Clients place around 80 per cent of an adviser’s value on the strategic advice and around 20 per cent on the product and asset allocation advice. So if an adviser is placing their value on the investment side, they’re depending on market movements beyond their control, according to Lovett.
“You need to think about what you can control,” he said.
An adviser can’t control whether the Dow Jones drops five per cent overnight but, if that’s what they’re placing their value on, they can expect some calls from clients if that happens – whereas a client who feels they are getting their value on strategy may be less concerned by short-term market movements.
Advisers in larger dealer groups are likely to be part of a structure that has researchers who spend all their time researching managers while the adviser is seeing clients, making an even greater case for the use of model portfolios.
Lovett said dealer group heads he speaks to tend to prefer advisers to focus more on strategy than asset allocation.




It must be totally irrelevant to Mr. Lovett that asset allocation is reponsible for over 92% of investment return . Its not your adviser , accountant or stock broker thats for sure . Mr. Lovett states that ” This includes things like budgeting, cash flow planning, estate planning, tax planning and structures, retirement planning, risk profiling and behavioural coaching.

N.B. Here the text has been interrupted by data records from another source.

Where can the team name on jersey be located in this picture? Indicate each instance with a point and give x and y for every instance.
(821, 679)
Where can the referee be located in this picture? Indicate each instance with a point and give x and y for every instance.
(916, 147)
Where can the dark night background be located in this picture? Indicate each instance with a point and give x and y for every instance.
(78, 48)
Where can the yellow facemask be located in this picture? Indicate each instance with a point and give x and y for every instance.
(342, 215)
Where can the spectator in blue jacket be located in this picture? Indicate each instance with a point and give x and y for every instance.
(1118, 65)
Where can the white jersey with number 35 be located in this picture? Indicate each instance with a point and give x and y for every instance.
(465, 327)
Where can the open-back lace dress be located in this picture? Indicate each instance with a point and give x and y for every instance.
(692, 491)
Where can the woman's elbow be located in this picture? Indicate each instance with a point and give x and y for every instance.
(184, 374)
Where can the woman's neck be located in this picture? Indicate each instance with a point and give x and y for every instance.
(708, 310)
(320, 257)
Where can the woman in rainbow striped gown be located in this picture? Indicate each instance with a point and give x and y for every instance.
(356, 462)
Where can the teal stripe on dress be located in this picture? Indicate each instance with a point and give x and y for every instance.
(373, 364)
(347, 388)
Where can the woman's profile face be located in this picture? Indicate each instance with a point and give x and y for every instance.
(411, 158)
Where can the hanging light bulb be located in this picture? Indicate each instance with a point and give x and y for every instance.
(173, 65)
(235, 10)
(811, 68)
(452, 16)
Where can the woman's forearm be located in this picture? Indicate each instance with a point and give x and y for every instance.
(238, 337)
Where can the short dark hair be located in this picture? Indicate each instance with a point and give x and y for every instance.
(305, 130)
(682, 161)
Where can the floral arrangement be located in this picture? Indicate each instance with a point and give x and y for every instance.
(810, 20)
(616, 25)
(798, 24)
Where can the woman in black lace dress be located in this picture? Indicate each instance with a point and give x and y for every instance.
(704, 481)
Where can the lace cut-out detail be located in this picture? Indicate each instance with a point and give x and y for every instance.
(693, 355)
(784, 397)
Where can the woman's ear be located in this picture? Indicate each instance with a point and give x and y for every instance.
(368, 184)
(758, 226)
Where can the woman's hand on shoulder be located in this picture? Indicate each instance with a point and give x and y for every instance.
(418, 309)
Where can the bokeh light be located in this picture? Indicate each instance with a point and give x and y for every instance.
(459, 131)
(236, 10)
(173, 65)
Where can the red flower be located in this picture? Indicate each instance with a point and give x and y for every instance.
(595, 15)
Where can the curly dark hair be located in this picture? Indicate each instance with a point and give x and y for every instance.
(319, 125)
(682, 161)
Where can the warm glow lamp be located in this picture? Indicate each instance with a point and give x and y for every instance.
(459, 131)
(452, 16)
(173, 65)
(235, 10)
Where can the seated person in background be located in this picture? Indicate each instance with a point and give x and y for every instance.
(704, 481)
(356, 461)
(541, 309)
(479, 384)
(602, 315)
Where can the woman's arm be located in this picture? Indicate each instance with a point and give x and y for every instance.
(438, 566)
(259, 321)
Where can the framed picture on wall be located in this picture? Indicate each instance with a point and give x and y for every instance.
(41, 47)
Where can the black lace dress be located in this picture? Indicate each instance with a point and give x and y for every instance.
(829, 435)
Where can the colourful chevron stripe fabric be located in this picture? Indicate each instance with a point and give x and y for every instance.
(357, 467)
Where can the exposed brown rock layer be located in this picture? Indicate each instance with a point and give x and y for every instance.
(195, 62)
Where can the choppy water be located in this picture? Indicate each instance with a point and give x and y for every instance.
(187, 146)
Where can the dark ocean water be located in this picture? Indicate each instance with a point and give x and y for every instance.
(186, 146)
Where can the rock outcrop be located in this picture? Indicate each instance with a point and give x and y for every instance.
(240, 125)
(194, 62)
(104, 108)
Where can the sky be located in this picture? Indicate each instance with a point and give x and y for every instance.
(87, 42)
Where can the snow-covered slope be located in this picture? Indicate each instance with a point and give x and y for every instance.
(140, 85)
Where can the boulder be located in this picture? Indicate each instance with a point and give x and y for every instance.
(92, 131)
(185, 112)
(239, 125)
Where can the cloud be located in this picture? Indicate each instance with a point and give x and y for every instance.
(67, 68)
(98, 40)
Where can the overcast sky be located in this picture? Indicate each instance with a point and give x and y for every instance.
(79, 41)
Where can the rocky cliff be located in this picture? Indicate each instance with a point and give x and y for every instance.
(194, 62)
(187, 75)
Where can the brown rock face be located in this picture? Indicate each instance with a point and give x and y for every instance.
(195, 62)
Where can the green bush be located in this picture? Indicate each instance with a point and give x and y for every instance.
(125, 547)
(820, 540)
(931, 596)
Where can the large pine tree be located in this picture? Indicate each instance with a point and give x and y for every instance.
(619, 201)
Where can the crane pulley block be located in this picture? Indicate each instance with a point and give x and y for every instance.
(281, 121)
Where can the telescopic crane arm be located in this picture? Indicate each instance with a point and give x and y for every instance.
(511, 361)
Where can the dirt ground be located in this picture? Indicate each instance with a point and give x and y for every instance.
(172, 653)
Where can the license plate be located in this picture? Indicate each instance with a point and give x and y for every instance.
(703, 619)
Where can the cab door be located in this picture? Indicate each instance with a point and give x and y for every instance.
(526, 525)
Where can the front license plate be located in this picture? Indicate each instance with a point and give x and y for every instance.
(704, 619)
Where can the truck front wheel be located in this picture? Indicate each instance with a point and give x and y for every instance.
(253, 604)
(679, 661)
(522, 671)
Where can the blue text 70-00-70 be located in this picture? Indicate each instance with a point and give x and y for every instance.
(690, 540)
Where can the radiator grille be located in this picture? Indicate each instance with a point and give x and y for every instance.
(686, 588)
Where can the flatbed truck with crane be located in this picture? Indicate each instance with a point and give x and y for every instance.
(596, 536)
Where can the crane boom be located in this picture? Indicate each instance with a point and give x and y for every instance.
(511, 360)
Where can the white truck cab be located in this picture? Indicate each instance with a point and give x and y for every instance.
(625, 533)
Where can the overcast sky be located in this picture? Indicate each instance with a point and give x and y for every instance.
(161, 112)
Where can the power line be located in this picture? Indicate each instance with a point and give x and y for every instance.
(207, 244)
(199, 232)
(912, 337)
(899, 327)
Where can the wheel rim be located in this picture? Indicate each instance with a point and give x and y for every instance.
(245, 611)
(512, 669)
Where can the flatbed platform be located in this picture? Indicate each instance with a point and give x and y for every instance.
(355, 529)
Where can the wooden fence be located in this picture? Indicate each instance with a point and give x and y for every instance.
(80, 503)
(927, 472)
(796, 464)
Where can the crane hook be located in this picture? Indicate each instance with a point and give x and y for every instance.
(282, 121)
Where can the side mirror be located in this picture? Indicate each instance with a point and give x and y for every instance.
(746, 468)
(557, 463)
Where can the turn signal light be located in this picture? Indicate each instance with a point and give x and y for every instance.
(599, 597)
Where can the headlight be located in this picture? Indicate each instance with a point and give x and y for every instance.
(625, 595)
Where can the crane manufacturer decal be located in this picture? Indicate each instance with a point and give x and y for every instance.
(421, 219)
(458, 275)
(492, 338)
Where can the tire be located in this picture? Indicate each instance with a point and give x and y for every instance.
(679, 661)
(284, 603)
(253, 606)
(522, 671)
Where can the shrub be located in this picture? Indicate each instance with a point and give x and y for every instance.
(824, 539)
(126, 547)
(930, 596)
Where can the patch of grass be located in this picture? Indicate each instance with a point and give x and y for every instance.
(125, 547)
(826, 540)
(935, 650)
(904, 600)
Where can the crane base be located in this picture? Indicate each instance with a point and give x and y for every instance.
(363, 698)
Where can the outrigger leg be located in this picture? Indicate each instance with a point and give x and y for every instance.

1. Cash flow planning – clients kick with the breeze and there are very feww that adhere to a budget if its put to them . 2. Tax planning and structures – thats what their accountant is meant to be doing . 3. Risk profiling – this is the biggest joke still doing the rounds . Clients are risk adverse when markets are on the way down and cock a hoop on the way up. Risk profiling is the most elastic methodology that this industry uses and resluts far too often in clients not reaching their goals and then blaming the planner . Assessing reaction to volatility would be a far better tool.